"You just have to go as far as you can go. Everyone works his way up"
About this Quote
The second sentence, “Everyone works his way up,” carries the cultural ballast. Coming from a Dominican star who became “Big Papi” in Boston only after being discarded elsewhere, it’s an argument against the romantic shortcut story we love to tell about talent. The subtext is corrective: you don’t get to skip steps just because you feel special, and you don’t get to dismiss someone’s success as luck without insulting the years of anonymous work behind it.

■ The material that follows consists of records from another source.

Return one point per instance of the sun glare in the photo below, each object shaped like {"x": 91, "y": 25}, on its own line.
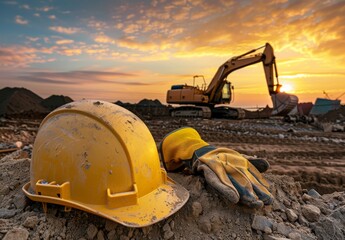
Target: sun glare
{"x": 287, "y": 87}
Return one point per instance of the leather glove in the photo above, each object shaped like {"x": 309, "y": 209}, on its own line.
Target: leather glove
{"x": 224, "y": 169}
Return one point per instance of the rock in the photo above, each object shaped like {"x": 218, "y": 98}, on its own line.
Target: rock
{"x": 7, "y": 213}
{"x": 302, "y": 220}
{"x": 328, "y": 228}
{"x": 306, "y": 197}
{"x": 19, "y": 144}
{"x": 267, "y": 230}
{"x": 111, "y": 234}
{"x": 168, "y": 234}
{"x": 172, "y": 224}
{"x": 100, "y": 235}
{"x": 261, "y": 223}
{"x": 205, "y": 225}
{"x": 166, "y": 227}
{"x": 295, "y": 236}
{"x": 278, "y": 206}
{"x": 17, "y": 234}
{"x": 123, "y": 237}
{"x": 31, "y": 222}
{"x": 269, "y": 237}
{"x": 311, "y": 212}
{"x": 196, "y": 209}
{"x": 291, "y": 215}
{"x": 339, "y": 214}
{"x": 312, "y": 192}
{"x": 91, "y": 231}
{"x": 283, "y": 229}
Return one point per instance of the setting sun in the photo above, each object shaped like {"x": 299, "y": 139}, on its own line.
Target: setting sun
{"x": 287, "y": 87}
{"x": 127, "y": 51}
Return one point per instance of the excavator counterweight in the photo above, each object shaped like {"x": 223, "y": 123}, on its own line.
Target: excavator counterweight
{"x": 219, "y": 89}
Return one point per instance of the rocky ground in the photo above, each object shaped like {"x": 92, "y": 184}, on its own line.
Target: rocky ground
{"x": 307, "y": 175}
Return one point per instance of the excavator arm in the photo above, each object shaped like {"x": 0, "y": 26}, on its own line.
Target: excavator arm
{"x": 283, "y": 103}
{"x": 266, "y": 57}
{"x": 219, "y": 91}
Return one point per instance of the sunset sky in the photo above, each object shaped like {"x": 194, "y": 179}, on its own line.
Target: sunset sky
{"x": 130, "y": 50}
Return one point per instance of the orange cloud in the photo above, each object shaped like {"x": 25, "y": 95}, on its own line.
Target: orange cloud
{"x": 65, "y": 30}
{"x": 20, "y": 20}
{"x": 64, "y": 41}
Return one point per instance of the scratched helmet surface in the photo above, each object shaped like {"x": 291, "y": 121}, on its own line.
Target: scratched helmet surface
{"x": 99, "y": 157}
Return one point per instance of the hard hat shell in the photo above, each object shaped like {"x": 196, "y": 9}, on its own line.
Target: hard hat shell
{"x": 99, "y": 157}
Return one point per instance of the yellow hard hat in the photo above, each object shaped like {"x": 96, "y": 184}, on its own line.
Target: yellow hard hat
{"x": 99, "y": 157}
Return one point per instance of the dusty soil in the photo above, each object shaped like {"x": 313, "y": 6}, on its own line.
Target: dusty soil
{"x": 301, "y": 157}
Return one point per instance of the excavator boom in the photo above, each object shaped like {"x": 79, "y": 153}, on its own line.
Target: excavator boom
{"x": 218, "y": 91}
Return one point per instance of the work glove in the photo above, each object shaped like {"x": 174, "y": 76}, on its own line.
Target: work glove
{"x": 224, "y": 169}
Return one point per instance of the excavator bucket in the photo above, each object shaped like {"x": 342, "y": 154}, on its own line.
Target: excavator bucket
{"x": 283, "y": 103}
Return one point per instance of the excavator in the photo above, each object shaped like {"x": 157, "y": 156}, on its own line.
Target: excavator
{"x": 201, "y": 101}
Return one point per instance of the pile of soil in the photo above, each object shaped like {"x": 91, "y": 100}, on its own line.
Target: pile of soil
{"x": 21, "y": 102}
{"x": 295, "y": 151}
{"x": 295, "y": 213}
{"x": 55, "y": 101}
{"x": 335, "y": 116}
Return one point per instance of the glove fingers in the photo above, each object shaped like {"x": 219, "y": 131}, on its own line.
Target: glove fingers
{"x": 260, "y": 164}
{"x": 260, "y": 185}
{"x": 211, "y": 178}
{"x": 244, "y": 187}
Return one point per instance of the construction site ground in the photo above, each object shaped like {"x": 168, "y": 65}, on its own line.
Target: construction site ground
{"x": 302, "y": 158}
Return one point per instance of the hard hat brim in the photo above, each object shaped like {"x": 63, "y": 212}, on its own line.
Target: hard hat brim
{"x": 159, "y": 204}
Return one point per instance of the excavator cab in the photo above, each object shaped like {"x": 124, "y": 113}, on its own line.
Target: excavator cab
{"x": 226, "y": 93}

There’s also a quiet democratizing move here. Ortiz isn’t pretending the system is perfectly fair, but he’s insisting on a shared reality: nobody arrives fully formed. In an era when athletes are branded as prodigies at 16 and criticized as finished products at 22, he’s reframing growth as incremental and continuous. It’s motivational without being sentimental, a working-class ethic dressed in sports talk: show up, take your cuts, accept your limits, then push them again tomorrow.
Quote Details
| Topic | Perseverance |
|---|---|
| Source | Help us find the source |
| Cite |
Citation Formats
APA Style (7th ed.)
Ortiz, David. (2026, January 15). You just have to go as far as you can go. Everyone works his way up. FixQuotes. https://fixquotes.com/quotes/you-just-have-to-go-as-far-as-you-can-go-everyone-170015/
Chicago Style
Ortiz, David. "You just have to go as far as you can go. Everyone works his way up." FixQuotes. January 15, 2026. https://fixquotes.com/quotes/you-just-have-to-go-as-far-as-you-can-go-everyone-170015/.
MLA Style (9th ed.)
"You just have to go as far as you can go. Everyone works his way up." FixQuotes, 15 Jan. 2026, https://fixquotes.com/quotes/you-just-have-to-go-as-far-as-you-can-go-everyone-170015/. Accessed 7 Feb. 2026.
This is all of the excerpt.